La burqa, tenue traditionnelle?
"Cela fait plus d'un mois que les talibans* sont arrivés au pouvoir. Les femmes afghanes ont perdu tout ce à quoi elles sont parvenues au cours des 20 dernières années. Maintenant, les talibans* tentent d'imposer de nouvelles règles. Ils n’y connaissent rien en matière de droits des femmes. J'avais beaucoup de projets pour l'avenir. Je voulais le rendre meilleur. Mais sous les talibans*, c'est impossible", raconte-t-elle.
Malgré qu’il ait évoqué le respect des droits et libertés des femmes, le mouvement radical a déjà imposé un certain nombre de restrictions, en remplaçant notamment le ministère afghan de la Condition féminine par un ministère "pour la promotion de la vertu et la prévention du vice" chargé de veiller au respect de la loi islamique. De plus, les femmes ont désormais un accès limité à l’éducation et au travail.
Le voile intégral, burqa, fait partie des nouvelles restrictions, ce qui est contraire aux traditions afghanes, insiste Sofiea. Sur les réseaux sociaux, elle a lancé avec son mari un hashtag #DoNotTouchMyClothes pour le mettre en lumière. De nombreuses Afghanes ont participé à la campagne en publiant leurs photos en tenue traditionnelle, qui est loin d’être la burqa.
Women's rights are being systematically dismantled in Afghanistan. We support all Afghan women who are bravely resisting and standing up for their human rights through the #DoNotTouchMyClothes protest pic.twitter.com/QwK18Yn7bI
— Amnesty International USA (@amnestyusa) September 20, 2021
En l’espace de 20 ans, la mode a connu des changements en Afghanistan, indique Sofiea.

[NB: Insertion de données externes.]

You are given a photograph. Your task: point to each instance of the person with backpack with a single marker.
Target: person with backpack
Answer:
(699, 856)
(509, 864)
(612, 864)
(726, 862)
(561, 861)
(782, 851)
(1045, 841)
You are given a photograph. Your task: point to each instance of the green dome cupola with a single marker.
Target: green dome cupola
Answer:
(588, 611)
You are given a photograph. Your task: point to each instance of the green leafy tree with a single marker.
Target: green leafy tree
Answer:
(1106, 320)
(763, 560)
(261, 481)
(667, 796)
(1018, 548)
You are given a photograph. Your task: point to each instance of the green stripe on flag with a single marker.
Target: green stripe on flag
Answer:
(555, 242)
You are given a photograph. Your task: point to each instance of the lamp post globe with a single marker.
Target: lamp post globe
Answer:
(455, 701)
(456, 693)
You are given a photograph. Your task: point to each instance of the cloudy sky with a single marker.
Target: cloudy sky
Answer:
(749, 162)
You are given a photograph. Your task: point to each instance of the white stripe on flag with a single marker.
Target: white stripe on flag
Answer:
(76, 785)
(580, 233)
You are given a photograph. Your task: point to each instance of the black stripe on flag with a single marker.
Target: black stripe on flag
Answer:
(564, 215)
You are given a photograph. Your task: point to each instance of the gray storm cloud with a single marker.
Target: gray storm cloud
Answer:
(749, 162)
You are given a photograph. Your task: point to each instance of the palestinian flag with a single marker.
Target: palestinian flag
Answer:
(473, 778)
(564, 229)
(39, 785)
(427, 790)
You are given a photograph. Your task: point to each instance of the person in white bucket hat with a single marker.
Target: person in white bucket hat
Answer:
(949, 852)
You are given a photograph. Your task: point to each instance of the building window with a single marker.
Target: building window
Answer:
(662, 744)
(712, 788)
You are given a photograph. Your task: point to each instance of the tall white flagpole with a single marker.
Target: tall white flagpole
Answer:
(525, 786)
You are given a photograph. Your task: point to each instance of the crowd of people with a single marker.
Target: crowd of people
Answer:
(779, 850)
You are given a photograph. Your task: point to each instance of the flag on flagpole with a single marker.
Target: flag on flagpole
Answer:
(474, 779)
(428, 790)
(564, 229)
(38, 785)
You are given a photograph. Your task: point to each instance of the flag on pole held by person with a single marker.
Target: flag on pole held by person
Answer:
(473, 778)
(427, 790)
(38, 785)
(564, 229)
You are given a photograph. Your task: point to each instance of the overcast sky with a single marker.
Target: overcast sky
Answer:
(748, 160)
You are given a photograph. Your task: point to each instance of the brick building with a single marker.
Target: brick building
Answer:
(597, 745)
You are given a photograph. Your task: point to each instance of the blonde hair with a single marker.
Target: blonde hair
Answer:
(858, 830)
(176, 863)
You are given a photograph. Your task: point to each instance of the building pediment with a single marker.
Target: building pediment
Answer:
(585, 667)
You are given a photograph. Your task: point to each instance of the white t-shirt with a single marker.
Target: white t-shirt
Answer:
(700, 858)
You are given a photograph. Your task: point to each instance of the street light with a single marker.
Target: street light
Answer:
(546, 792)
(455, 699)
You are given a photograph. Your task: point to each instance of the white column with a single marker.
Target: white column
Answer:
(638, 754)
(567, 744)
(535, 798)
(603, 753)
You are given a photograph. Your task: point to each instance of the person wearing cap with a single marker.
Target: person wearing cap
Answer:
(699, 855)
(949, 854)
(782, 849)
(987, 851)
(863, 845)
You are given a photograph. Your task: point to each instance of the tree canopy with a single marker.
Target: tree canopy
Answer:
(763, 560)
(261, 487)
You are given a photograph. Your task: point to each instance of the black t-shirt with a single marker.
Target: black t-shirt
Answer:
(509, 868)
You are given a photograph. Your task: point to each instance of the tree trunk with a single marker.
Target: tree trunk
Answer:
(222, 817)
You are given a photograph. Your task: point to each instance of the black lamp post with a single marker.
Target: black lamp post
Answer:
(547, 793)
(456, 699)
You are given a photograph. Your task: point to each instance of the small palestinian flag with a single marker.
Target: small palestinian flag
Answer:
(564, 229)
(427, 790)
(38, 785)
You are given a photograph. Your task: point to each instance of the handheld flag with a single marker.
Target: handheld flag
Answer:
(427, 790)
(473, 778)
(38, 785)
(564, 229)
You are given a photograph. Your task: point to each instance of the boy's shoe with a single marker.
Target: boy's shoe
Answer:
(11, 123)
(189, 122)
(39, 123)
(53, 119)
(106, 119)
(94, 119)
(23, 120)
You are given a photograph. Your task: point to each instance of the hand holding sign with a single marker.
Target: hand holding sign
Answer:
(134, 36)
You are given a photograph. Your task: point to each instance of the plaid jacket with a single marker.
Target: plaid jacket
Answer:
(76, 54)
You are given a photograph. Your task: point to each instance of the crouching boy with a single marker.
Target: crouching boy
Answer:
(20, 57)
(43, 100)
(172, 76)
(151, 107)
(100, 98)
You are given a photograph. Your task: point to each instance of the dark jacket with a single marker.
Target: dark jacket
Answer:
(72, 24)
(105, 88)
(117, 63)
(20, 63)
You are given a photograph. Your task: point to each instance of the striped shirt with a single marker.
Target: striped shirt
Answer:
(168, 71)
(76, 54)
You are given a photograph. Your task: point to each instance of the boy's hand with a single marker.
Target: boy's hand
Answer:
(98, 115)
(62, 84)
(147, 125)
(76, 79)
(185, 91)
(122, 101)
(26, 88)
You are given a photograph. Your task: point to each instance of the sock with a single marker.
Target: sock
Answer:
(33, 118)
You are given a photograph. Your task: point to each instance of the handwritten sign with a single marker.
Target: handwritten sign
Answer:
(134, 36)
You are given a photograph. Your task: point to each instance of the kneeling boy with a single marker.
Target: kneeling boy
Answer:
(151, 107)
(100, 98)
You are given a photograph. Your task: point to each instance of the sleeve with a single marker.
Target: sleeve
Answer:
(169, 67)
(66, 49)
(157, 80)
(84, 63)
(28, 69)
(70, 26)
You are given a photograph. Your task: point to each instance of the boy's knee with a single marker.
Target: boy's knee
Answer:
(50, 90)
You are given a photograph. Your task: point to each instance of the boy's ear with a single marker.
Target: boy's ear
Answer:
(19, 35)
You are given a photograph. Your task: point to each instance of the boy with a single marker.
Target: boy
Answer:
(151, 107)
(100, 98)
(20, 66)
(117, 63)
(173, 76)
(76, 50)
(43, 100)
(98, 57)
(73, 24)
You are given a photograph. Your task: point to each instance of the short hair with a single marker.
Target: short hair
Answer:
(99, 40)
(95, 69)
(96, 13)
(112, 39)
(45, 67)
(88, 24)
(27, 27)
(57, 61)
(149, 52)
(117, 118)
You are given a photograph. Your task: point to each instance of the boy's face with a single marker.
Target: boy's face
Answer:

"Les femmes afghanes ont pu faire connaître notre culture à beaucoup de pays. Elles ont montré les vêtements traditionnels afghans et ce n'est pas un hijab ou une burqa. Les Afghanes n'ont jamais voulu les porter volontairement. C’est surtout les talibans* et leurs familles qui disaient de porter de tels vêtements", pointe-t-elle.
Afghan women are posting beautiful and colourful photos online in response to the Taliban’s attempt to normalize head-to-toe black coverage for women
— Nasrin Nawa (@NasrinNawaBBC) September 16, 2021
Afghan women are using hashtags like #DoNotTouchMyClothes and #AfghanCulture to resist the Taliban’s strict and sexist dress code pic.twitter.com/wZcBahMCgY
Pour elle, il n'est pas nécessaire qu’une musulmane porte obligatoirement une burqa. Elle-même, qui affirme n’avoir jamais préféré "les vêtements qui couvrent partiellement ou complètement le visage", ne compte revenir dans son pays qu’à condition que les talibans* le quittent.